Steven seized the wine-bottle and poured the last into his glass. He said, ‘That still isn’t the point!’
‘Then what is?’
‘They called tonight’s meeting to put a damper on the matter! To try and shut people up!’
‘But it didn’t work!’ Jenny cried.
‘No thanks to the people of Weyharrow!’
‘Nonsense! You just said it was because of Tom and Mary – Wait a moment!’ She hunched forward, elbows on the table, her keen blue gaze on Steven’s anguished face.
‘I just thought of something. Don, are there any aftereffects from Oneirin?’
‘The only ones known are the ones reported from right here … Hmm! I see what you’re driving at!’ He whistled under his breath. ‘But you’re in a better position to answer that than I am. How do you feel now?’
By this time the entire dining-room was paying attention, including the waitresses. Nigel, returning, was brought up to date in whispers by one of his fellow councillors, and thrust forward
to eavesdrop too.
‘Well …’ Jenny was flushing to find herself the focus of the gathering. ‘Well, I felt terribly ashamed of what I’d come so close to doing, naturally. But –’
‘But what?’ Don demanded.
‘But that’s over. Now I know it wasn’t really due to any fault in me. I did think it was! I told you, didn’t I, Steven? I remember saying –’
‘“I don’t have the right antennae for a reporter.” Yes.’ His voice was gravelly.
‘Now what I’m mostly feeling is – I don’t know how to put it – maybe a sort of grief? Yes, that’s it. Grief. I don’t feel ashamed any more, but I regret that the world is as it is, and I feel sorry for everybody in it. Including me.’
‘On that basis,’ Don suggested softly, ‘it seems you, Steven, are still in the first phase. Maybe you were hit with a stronger dose.’

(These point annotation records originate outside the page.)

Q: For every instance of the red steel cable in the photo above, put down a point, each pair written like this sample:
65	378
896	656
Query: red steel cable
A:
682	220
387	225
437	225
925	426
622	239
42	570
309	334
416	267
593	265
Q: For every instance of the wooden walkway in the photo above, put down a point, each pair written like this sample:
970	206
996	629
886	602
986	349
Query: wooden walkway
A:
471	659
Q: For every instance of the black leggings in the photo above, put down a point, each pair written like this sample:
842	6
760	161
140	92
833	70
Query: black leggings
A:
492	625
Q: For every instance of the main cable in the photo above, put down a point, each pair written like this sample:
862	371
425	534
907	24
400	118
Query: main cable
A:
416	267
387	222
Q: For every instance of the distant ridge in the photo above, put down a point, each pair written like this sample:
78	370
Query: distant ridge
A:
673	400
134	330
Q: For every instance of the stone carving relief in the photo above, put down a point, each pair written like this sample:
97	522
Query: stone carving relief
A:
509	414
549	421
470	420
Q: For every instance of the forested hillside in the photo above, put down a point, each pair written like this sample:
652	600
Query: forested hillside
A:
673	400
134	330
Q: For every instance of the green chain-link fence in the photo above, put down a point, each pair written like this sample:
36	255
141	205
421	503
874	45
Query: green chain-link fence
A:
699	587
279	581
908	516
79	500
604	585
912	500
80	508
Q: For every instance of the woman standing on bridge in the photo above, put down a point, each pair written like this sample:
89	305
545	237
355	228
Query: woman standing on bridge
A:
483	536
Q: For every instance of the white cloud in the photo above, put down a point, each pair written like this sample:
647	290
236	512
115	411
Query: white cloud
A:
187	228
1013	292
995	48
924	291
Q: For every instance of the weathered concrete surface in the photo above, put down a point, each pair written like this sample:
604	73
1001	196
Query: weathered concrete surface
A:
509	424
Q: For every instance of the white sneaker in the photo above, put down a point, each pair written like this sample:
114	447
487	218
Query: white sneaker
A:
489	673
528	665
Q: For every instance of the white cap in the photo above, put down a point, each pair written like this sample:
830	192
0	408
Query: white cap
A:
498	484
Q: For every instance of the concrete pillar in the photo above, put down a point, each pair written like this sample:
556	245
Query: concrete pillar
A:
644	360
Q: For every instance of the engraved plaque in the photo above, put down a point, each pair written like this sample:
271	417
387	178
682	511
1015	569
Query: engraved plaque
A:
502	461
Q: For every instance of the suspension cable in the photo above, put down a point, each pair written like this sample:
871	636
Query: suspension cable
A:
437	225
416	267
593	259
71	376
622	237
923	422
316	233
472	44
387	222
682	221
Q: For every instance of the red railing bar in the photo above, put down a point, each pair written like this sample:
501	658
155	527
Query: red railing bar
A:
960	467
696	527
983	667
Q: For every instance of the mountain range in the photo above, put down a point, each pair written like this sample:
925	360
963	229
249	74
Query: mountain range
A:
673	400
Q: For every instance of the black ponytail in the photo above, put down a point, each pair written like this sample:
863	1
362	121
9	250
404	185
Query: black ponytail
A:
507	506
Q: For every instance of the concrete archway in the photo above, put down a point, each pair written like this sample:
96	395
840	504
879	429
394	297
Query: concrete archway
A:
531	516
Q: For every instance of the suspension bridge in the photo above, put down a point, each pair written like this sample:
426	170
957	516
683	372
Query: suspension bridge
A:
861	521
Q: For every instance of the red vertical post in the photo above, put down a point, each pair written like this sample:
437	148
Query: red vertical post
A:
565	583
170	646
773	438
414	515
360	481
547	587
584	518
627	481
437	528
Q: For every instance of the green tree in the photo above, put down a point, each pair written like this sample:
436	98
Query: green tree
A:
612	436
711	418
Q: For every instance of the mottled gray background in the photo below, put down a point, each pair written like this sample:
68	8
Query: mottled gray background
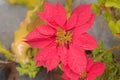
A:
11	16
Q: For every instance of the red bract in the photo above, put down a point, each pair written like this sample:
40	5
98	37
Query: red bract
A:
63	39
93	70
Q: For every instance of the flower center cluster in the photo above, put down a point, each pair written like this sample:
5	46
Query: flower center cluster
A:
83	75
63	37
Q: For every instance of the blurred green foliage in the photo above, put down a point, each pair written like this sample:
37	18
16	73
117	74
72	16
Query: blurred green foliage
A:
6	52
28	3
112	71
110	10
28	69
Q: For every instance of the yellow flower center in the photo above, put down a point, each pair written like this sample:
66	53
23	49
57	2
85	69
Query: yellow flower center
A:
83	75
63	37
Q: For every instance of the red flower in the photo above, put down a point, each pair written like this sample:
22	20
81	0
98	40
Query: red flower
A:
63	39
93	70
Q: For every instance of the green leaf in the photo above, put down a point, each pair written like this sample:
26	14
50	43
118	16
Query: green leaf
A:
28	69
113	3
108	16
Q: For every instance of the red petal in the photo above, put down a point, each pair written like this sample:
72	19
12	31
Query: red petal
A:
83	28
39	38
69	73
40	43
65	77
60	15
48	15
71	23
54	15
88	41
77	59
89	64
46	30
49	57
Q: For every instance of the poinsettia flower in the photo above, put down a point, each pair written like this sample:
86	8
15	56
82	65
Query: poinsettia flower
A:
61	39
93	70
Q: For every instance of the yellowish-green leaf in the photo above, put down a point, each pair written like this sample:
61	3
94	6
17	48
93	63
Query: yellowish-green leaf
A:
6	52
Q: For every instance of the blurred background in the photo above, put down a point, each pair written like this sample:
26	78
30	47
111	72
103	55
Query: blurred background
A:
12	15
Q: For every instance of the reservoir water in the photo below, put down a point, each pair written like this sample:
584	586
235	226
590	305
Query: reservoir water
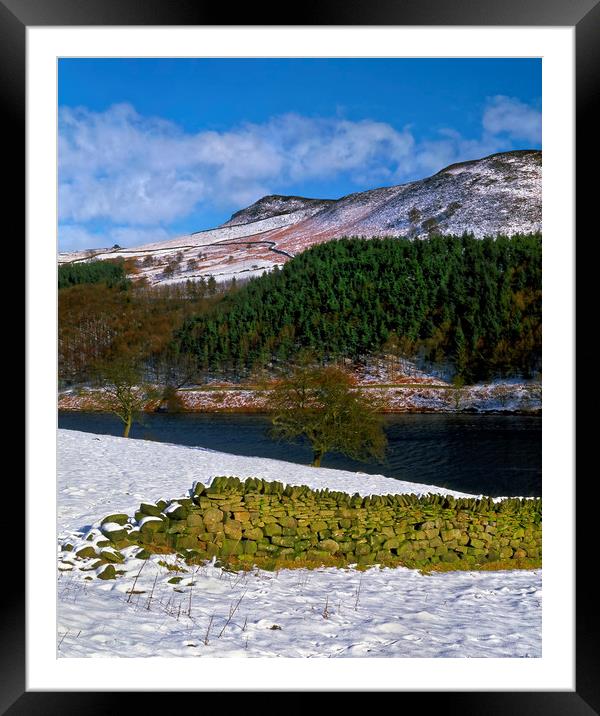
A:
488	454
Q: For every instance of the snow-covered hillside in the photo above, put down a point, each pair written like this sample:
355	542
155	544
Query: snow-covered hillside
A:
170	609
498	194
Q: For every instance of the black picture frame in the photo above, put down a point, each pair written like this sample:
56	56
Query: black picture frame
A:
584	15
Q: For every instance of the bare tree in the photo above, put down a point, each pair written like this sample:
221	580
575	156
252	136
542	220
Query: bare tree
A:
324	406
123	392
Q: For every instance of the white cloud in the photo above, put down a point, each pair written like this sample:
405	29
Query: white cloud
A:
139	173
73	237
507	115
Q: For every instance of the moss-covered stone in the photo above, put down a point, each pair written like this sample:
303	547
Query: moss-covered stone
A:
147	508
86	552
118	518
108	572
111	555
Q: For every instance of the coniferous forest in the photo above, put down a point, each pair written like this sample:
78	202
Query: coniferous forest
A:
473	305
470	302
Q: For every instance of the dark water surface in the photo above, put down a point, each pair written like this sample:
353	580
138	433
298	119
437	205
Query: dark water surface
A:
489	454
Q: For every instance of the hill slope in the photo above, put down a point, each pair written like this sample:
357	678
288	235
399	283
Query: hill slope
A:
500	194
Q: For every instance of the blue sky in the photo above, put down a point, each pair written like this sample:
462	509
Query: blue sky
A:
153	148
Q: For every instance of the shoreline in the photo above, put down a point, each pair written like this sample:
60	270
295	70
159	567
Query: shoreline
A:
488	399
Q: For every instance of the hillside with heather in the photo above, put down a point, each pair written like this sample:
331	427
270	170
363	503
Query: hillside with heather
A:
497	195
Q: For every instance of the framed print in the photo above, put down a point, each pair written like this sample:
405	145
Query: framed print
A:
48	42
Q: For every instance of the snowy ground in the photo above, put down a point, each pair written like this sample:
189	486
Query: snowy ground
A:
291	613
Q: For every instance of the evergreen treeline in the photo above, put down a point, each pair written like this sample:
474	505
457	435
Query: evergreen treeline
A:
111	273
475	303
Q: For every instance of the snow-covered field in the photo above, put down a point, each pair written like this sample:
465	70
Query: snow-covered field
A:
292	613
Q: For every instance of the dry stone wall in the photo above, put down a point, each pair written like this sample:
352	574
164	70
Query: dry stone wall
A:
253	519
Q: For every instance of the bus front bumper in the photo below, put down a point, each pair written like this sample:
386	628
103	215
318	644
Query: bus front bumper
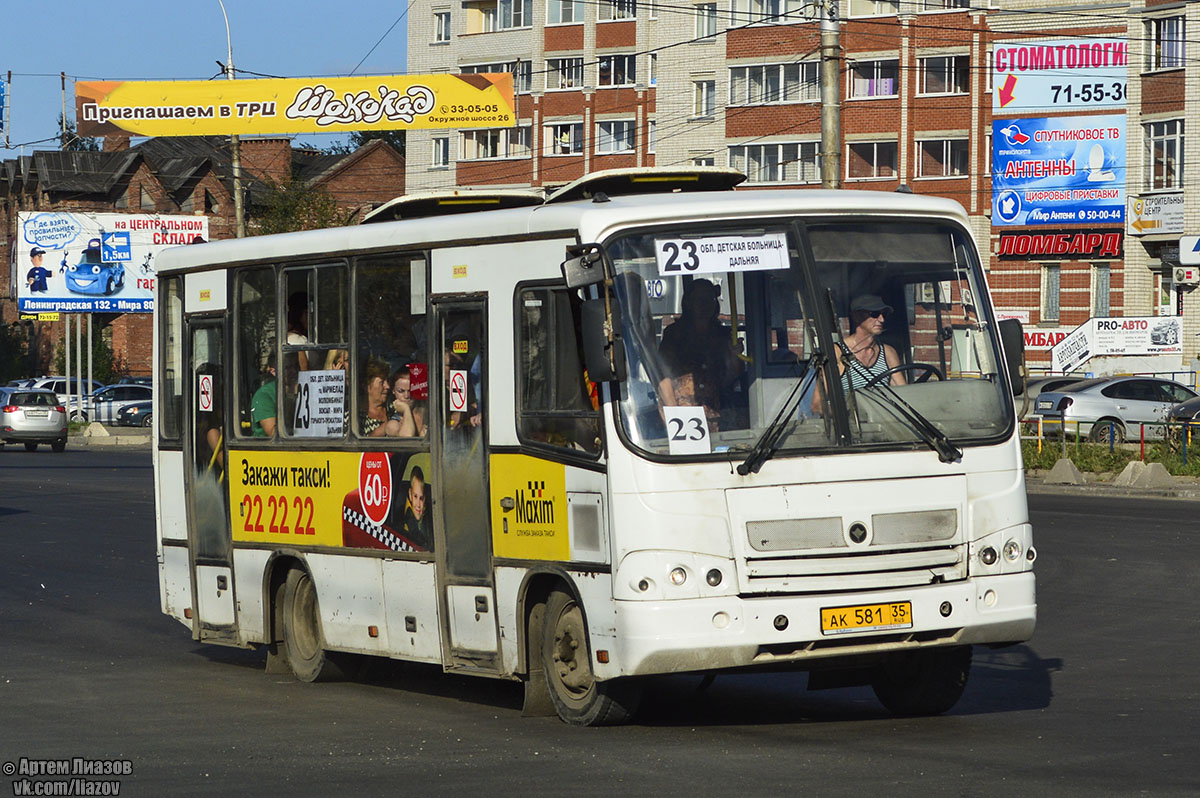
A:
738	633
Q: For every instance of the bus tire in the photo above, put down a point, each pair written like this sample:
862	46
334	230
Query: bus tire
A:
301	630
567	661
923	682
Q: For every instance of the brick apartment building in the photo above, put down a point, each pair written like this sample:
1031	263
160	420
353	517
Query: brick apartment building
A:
619	83
172	177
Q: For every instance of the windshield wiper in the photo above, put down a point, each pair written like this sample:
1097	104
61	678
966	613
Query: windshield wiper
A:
935	438
768	442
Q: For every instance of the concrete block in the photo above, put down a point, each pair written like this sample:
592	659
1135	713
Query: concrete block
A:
1065	472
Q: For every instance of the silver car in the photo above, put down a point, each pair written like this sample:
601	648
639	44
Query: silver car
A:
33	417
1115	407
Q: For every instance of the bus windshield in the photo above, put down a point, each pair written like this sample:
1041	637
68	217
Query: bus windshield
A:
724	343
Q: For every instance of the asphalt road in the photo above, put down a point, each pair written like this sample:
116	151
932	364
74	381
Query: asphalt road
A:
1103	701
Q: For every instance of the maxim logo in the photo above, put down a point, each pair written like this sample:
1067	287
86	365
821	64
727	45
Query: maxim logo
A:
532	508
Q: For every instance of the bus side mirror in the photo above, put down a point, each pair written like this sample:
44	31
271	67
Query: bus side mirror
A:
1012	340
585	265
603	354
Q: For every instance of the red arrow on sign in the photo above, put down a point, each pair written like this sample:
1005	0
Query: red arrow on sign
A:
1006	91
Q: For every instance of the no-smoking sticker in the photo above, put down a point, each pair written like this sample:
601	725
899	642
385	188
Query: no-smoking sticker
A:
205	393
457	391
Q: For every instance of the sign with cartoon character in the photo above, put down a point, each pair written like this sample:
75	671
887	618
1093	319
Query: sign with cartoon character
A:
1059	171
102	263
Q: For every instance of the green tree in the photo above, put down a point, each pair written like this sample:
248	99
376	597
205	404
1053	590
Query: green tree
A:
75	143
358	138
295	205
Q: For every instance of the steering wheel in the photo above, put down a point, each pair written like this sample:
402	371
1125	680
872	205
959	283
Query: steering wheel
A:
929	370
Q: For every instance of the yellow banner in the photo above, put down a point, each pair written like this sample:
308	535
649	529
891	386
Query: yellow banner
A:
535	527
293	105
331	498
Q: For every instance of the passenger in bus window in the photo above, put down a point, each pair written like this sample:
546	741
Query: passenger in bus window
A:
375	391
417	522
298	324
264	405
401	423
697	353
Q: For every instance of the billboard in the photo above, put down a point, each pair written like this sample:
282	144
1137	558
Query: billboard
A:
101	263
293	105
1059	75
1059	171
1102	337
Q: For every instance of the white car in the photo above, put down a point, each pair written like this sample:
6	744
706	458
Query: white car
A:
1113	407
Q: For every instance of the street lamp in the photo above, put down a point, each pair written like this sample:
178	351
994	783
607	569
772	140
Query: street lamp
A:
234	144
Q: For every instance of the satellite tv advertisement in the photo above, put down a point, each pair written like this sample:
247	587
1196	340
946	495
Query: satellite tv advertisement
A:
95	263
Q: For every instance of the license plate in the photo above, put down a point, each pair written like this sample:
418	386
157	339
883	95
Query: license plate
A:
867	617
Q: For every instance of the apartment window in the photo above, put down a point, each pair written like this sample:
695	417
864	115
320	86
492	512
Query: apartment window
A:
706	19
945	75
1050	292
564	11
703	94
612	10
618	70
943	157
522	72
441	155
1101	288
496	143
873	7
564	73
442	27
877	78
755	85
1164	155
871	160
1167	45
615	137
514	13
787	162
773	11
564	138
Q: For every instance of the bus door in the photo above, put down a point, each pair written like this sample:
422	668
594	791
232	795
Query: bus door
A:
461	493
210	545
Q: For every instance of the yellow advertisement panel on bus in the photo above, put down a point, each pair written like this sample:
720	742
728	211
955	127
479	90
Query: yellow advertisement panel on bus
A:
293	105
331	498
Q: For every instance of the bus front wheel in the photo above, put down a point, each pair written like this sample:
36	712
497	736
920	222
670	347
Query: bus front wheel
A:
923	682
301	630
567	661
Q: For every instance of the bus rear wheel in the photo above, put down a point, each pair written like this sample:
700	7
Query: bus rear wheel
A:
924	682
301	630
567	661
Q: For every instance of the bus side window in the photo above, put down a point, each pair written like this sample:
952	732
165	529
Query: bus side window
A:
316	312
255	345
391	373
557	403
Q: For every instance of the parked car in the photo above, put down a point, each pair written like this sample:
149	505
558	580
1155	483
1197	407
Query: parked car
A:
139	414
31	417
1114	406
106	403
93	275
66	389
1036	385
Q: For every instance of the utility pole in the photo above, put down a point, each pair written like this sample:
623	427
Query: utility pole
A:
234	145
831	97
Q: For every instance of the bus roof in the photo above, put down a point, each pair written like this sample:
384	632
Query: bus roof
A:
587	220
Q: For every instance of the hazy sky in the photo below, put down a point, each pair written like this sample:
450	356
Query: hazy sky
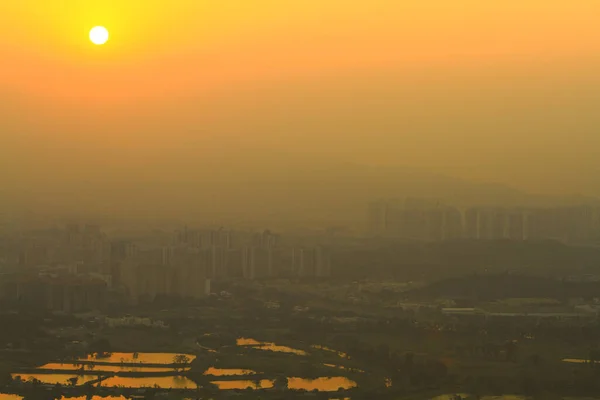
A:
505	91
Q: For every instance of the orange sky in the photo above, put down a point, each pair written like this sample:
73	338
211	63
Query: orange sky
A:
485	90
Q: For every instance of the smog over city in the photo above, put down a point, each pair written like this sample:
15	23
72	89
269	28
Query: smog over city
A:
358	199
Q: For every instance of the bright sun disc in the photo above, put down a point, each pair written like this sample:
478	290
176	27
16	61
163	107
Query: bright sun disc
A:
99	35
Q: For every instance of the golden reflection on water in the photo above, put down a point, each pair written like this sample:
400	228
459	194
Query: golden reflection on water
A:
164	382
148	358
242	385
53	379
228	371
102	368
324	384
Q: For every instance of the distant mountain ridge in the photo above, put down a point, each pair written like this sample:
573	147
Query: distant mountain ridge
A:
294	190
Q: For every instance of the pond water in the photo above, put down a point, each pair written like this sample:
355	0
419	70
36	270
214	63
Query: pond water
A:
268	346
228	372
324	384
132	358
577	360
164	382
247	342
92	398
103	368
53	379
344	368
466	396
241	385
339	353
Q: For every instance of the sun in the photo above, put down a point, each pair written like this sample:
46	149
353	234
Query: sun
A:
99	35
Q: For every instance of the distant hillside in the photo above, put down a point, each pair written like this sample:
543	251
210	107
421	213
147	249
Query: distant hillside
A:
295	191
502	286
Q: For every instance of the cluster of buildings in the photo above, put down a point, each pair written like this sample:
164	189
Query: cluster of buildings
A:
434	221
195	258
76	268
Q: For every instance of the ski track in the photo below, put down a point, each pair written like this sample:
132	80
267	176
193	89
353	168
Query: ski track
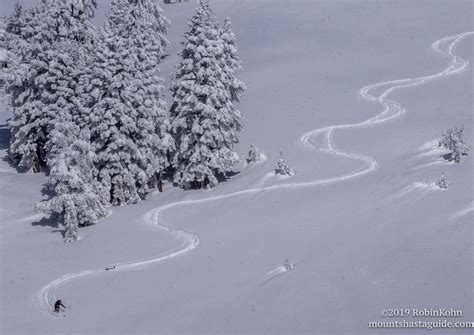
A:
189	241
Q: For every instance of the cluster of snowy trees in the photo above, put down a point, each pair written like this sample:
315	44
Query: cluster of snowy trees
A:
88	104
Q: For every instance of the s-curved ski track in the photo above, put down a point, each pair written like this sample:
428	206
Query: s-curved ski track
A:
390	110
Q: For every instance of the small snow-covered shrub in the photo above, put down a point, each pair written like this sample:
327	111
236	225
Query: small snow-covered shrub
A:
283	167
453	140
442	182
255	155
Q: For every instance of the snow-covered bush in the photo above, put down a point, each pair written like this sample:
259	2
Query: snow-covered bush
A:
79	199
283	167
453	140
255	155
443	182
205	121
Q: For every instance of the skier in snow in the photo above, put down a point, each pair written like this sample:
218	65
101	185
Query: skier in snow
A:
288	266
57	306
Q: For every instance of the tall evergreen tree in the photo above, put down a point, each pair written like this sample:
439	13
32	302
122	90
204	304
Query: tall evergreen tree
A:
231	61
205	121
122	97
78	199
34	85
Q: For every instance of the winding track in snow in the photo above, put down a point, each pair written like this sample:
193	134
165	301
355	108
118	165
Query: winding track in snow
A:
391	110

‘Oh, I’m not sorry for myself!’ Steven rasped. ‘That I promise you! But I’m sorry as all get out for the people who tried to stop this evening’s meeting from digging out the truth!’
He jumped to his feet. ‘Thanks for the dinner, what I was able to eat of it! I’m off home. I have patients to look after in the morning –’
‘On Sunday?’ Jenny exclaimed.
Steven checked in mid-movement, looking foolish.
‘Before you go, I have a question for you,’ Don said, tilting back his chair. ‘Did your experience with Oneirin make you doubt your competence as a doctor?’
Steven’s forehead was gleaming with sweat. He muttered, ‘When Mr Ratch phoned me from the chemist’s, yes. But only for a moment! When it turned out that Mr Cashcart thought my prescription had done him more good than all the pills he’d had before –’
‘Thought?’
Don inserted the single word with the subtlety of a hypodermic needle.
For a moment it seemed that he had got through to Steven. Then the young doctor shook his head and gave a harsh laugh.
‘That was a good try, Don. No one can doubt that you’re a bloody smart guy. But I’m thinking along very different lines. Just as a for instance: what’s the betting that tomorrow their precious archdeacon – or someone very like him – will be sent here to preach reassuring sermons in Mr Phibson’s place? As of this moment, I think I’d prefer a world beset by devils to the one we have, poisoned by chemicals that drive you mad! You can exorcise devils, can’t you? But what the hell can anybody do about the muck those careless bastards let escape?’